Ils sauvent sept animaux et les autorités insistent sur le fait que la plainte est essentielle

Il trafic illégal d’espèces sauvages C’est un crime puni par la loi. Conformément aux réglementations nationales et internationales, la capture, la commercialisation et le transport non autorisé d’animaux sauvages ou de leurs parties sont strictement interdits sans les permis environnementaux correspondants.

C’est pourquoi les autorités environnementales de Bogotá ont récemment mené des opérations dans différents endroits, au cours desquelles sept espèces sauvages ont été sauvées, dont un singe capucin et six oiseaux.

Les interventions ont été réalisées par le Secrétariat de district à l’environnement (SDA) et la Police Environnementale, qui, après quelques plaintes de citoyens concernant la possession irrégulière d’animaux sauvages dans des maisons privées, s’est rendue dans les villes d’Usme, San Cristóbal et Kennedy.

Après une inspection exhaustive, la présence de deux aras, d’un perroquet à tête jaune, d’un perroquet d’Amazonie, de deux perroquets à face noire et d’un singe capucin a été identifiée dans certaines habitations. Toutes les espèces ont été sauvées et mises à la disposition des organismes de sauvetage correspondants.

Selon les autorités, les oiseaux étaient en cage et certains avaient les plumes coupées et présentaient des signes de malnutrition. Ces pratiques sont courantes dans le commerce illégal des empêcher les animaux de voler et de s’échapper; Or, ils affectent grandement leur bien-être physique et comportemental.

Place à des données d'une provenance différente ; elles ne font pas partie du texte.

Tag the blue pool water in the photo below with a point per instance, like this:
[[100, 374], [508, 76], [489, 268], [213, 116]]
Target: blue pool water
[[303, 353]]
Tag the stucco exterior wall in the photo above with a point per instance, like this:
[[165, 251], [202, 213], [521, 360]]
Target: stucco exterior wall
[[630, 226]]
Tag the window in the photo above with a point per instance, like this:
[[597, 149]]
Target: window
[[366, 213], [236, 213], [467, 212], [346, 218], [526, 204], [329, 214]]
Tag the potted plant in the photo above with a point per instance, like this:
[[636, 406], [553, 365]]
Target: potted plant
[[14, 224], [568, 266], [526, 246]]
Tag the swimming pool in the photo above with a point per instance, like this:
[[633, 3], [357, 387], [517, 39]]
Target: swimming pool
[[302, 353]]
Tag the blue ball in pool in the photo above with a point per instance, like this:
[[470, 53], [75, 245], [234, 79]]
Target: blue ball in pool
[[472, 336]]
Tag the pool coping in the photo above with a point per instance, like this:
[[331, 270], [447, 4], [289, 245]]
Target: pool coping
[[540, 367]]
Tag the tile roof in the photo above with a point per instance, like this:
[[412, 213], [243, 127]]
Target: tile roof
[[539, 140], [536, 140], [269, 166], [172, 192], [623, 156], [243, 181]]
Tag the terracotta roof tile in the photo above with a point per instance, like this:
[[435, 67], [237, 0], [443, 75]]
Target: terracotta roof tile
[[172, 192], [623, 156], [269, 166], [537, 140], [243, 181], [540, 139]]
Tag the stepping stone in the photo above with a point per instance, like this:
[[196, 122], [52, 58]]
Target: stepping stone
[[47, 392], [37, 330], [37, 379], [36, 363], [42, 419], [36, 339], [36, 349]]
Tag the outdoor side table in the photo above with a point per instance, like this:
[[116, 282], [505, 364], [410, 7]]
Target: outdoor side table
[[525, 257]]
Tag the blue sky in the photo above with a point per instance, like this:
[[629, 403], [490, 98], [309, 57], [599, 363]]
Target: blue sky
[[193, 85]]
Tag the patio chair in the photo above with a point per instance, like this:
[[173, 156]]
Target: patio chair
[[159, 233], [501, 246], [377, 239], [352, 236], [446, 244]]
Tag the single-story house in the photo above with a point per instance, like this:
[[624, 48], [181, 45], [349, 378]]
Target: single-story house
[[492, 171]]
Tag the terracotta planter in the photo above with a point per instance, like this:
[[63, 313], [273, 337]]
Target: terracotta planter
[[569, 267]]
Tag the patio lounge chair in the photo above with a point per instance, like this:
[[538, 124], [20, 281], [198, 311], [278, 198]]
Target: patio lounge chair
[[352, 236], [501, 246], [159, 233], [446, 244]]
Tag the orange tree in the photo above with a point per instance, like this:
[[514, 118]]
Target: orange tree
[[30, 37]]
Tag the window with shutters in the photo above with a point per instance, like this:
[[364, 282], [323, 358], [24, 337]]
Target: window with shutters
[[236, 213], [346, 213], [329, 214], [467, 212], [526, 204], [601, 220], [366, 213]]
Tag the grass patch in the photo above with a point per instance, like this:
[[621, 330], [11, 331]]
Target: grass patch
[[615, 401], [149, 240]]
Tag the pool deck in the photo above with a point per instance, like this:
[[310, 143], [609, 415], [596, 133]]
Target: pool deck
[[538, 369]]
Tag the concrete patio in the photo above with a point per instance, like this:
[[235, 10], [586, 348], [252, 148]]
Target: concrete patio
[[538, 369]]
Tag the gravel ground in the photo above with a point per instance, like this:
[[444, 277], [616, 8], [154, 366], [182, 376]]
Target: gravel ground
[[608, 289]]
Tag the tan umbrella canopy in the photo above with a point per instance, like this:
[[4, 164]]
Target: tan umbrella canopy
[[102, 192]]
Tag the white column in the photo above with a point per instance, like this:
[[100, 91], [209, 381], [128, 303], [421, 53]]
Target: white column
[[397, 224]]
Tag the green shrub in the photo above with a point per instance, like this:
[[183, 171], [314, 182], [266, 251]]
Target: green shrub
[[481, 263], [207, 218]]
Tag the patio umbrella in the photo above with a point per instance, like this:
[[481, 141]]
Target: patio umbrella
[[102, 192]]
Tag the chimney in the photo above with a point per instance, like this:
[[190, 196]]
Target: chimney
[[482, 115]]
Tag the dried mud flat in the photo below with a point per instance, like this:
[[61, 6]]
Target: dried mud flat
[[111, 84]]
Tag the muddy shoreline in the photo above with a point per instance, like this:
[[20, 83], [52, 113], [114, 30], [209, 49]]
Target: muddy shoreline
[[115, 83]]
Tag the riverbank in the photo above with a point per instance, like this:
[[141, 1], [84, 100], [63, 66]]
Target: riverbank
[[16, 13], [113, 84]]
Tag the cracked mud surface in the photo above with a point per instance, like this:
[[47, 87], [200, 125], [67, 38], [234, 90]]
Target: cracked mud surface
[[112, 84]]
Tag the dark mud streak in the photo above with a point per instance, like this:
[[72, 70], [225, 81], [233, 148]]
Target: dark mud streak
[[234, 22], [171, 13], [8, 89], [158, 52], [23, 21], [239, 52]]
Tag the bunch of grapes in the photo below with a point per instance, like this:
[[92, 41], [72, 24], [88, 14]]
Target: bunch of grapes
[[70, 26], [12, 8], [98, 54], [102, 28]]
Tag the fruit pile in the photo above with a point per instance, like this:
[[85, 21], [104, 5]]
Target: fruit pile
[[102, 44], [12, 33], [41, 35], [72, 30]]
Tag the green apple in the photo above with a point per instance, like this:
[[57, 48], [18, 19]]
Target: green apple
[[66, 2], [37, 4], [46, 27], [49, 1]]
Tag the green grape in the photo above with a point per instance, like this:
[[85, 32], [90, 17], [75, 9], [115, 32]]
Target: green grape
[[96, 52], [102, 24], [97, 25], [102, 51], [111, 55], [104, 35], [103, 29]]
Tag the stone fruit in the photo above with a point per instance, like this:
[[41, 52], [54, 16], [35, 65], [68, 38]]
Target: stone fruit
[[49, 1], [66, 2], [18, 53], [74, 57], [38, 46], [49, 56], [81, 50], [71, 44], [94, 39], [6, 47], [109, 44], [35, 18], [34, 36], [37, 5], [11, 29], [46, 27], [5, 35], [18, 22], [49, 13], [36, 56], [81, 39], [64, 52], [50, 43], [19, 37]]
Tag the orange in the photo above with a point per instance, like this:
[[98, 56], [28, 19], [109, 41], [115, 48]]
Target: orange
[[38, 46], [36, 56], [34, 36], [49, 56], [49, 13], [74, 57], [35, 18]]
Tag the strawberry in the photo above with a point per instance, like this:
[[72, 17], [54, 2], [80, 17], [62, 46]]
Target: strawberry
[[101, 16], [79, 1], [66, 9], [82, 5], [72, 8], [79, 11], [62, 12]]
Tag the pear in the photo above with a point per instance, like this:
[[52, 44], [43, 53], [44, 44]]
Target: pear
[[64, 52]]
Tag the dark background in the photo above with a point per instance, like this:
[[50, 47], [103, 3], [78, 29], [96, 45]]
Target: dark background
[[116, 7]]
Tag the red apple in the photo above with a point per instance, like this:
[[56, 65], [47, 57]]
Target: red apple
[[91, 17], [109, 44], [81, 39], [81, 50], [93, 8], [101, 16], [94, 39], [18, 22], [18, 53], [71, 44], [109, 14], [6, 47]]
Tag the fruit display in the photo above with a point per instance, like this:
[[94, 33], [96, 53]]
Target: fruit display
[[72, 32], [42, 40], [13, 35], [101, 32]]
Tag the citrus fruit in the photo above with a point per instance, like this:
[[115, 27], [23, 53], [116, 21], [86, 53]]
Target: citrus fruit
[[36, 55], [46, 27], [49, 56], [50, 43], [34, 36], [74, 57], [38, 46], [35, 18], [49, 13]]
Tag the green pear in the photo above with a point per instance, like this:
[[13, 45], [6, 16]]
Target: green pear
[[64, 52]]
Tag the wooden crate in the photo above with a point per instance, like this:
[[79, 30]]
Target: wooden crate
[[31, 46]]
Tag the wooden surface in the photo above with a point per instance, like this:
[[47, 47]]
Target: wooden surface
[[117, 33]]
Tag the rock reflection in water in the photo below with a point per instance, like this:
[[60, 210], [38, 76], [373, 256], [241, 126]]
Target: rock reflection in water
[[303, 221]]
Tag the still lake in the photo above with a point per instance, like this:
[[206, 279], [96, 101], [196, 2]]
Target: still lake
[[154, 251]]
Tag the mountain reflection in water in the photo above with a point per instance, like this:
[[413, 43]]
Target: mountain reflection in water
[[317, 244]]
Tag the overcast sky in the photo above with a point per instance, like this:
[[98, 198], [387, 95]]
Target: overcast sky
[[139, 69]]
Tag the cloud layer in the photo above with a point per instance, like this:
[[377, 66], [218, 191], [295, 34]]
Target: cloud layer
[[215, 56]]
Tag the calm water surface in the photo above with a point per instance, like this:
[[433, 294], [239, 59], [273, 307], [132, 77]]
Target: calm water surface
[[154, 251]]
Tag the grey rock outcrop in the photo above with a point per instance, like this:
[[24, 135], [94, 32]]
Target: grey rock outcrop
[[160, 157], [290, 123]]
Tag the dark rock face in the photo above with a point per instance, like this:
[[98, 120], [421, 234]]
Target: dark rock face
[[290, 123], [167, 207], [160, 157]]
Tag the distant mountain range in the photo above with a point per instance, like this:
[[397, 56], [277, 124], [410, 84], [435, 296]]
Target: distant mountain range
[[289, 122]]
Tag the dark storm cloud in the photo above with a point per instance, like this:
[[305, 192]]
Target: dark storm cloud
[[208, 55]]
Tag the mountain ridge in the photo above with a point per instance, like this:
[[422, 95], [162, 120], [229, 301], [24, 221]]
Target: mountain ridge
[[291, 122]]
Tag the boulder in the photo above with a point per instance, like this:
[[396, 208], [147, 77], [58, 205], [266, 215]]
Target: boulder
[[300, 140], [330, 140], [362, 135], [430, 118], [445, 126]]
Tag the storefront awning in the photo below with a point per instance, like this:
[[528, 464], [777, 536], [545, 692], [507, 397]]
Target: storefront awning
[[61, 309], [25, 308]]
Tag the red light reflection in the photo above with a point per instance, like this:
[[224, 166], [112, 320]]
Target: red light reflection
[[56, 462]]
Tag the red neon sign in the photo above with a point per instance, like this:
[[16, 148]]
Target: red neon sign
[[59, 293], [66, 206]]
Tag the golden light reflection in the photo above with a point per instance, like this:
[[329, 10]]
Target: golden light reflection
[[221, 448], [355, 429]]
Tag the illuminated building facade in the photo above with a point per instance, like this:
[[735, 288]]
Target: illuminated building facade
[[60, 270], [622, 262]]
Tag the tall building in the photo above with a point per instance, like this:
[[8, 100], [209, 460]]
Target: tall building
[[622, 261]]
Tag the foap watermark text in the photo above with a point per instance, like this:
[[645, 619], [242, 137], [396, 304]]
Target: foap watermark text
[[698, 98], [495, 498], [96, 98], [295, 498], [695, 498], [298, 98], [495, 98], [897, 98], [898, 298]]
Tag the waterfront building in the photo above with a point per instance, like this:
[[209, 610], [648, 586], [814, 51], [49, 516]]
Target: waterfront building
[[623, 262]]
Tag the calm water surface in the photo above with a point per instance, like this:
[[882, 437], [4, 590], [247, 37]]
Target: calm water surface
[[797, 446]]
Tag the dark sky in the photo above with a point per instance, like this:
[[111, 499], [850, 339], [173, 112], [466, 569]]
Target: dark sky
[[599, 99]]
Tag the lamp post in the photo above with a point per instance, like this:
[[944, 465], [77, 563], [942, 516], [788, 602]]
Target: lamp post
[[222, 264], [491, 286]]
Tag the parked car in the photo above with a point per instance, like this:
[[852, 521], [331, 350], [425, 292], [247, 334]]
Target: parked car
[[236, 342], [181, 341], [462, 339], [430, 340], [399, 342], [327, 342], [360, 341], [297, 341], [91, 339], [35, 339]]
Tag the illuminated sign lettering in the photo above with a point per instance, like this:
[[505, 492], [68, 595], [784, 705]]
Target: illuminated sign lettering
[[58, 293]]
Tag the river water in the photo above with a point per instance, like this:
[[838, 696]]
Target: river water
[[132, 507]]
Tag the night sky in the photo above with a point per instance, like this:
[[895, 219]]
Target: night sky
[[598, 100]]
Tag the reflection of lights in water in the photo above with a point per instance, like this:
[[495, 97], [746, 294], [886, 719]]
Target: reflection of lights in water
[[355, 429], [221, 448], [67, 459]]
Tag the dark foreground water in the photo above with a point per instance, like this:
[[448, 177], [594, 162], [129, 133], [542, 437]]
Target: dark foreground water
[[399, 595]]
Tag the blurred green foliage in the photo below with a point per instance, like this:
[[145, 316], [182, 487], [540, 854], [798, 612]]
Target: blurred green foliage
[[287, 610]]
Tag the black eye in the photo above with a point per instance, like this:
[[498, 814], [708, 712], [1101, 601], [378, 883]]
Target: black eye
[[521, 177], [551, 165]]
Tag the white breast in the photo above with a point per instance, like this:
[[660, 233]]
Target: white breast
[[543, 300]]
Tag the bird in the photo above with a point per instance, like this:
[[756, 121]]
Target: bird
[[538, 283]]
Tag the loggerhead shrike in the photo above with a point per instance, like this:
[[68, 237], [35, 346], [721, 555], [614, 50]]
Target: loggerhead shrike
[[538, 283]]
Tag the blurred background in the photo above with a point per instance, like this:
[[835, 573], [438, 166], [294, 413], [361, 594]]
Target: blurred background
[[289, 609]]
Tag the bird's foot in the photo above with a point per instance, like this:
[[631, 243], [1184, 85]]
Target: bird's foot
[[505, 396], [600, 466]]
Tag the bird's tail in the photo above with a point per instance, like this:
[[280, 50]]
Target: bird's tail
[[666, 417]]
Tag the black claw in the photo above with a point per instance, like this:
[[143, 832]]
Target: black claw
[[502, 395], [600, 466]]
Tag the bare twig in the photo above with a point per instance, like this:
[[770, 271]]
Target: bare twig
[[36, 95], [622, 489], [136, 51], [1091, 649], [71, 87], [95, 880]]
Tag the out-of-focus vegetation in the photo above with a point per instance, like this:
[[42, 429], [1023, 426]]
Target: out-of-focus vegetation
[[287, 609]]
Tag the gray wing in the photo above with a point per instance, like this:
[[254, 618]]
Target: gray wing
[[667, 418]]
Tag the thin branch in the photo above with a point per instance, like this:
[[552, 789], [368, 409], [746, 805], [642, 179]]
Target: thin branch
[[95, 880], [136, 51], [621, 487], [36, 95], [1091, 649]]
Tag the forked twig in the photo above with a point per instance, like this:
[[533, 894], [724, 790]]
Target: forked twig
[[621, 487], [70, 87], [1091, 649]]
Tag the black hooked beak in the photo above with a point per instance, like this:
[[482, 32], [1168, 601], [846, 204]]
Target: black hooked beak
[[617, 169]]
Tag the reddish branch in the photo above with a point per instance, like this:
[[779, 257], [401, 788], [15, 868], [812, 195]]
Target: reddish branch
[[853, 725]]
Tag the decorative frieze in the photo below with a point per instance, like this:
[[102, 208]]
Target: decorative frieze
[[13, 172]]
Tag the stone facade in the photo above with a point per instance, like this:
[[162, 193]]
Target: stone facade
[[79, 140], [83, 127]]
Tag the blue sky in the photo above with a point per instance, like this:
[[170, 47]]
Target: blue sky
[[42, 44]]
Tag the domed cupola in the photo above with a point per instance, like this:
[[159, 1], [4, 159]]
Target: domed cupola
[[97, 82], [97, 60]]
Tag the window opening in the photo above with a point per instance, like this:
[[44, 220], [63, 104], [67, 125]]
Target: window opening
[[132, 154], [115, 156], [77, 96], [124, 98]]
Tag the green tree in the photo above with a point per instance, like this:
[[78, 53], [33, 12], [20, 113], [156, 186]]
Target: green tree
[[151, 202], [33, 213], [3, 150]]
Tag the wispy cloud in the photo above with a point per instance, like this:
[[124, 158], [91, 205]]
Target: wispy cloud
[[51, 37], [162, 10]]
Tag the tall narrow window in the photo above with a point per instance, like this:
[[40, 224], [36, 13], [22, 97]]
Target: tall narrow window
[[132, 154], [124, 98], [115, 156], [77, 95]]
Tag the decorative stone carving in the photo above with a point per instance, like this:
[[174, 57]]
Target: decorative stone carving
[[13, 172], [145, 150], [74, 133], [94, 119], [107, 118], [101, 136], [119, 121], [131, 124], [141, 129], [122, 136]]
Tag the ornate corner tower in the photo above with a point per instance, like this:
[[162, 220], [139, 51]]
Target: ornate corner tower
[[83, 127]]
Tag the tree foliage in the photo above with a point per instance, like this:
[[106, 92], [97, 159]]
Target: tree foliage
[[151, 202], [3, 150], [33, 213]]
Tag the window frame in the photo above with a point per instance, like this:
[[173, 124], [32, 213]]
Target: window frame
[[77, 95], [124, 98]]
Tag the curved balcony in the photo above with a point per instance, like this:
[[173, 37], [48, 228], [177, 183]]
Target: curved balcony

En revanche, on a appris que le singe avait été remis aux autorités dans un CAI de la ville de Kennedy. Les professionnels du Centre de Soins, d’Evaluation et de Réhabilitation de la Flore et de la Faune Sauvage du District ont indiqué avoir comportement excessivement docile envers les humainssigne qu’il aurait passé une longue période en captivité.

La plainte est la clé

Compte tenu de ces conclusions, le Secrétariat de l’Environnement du District a appelé la communauté à responsabilité sociale et de dénoncer la possession et le trafic illégaux de faune dans la capitale, qui affectent non seulement les animaux en captivité, mais aussi les écosystèmes qu’ils habitent.

« La biodiversité nationale est un trésor inestimable, c’est pourquoi la mairie de Galán s’engage en faveur de la vie des animaux sauvages. Leur récupération est la première étape du travail de réhabilitation réalisé par nos spécialistes du Centre de la Faune du District en vue de leur retour à la liberté », a déclaré dans un premier temps la secrétaire du district à l’Environnement, Adriana Soto.

Le responsable a invité les citoyens de la capitale à devenir protecteurs de la faune et à éviter d’être complices des trafic illégal. « Avec le soutien des citoyens, nous sauvons la vie des animaux ainsi que celle des écosystèmes. Le reporting est essentiel. Nous pouvons tous être des gardiens de la faune », a-t-il ajouté.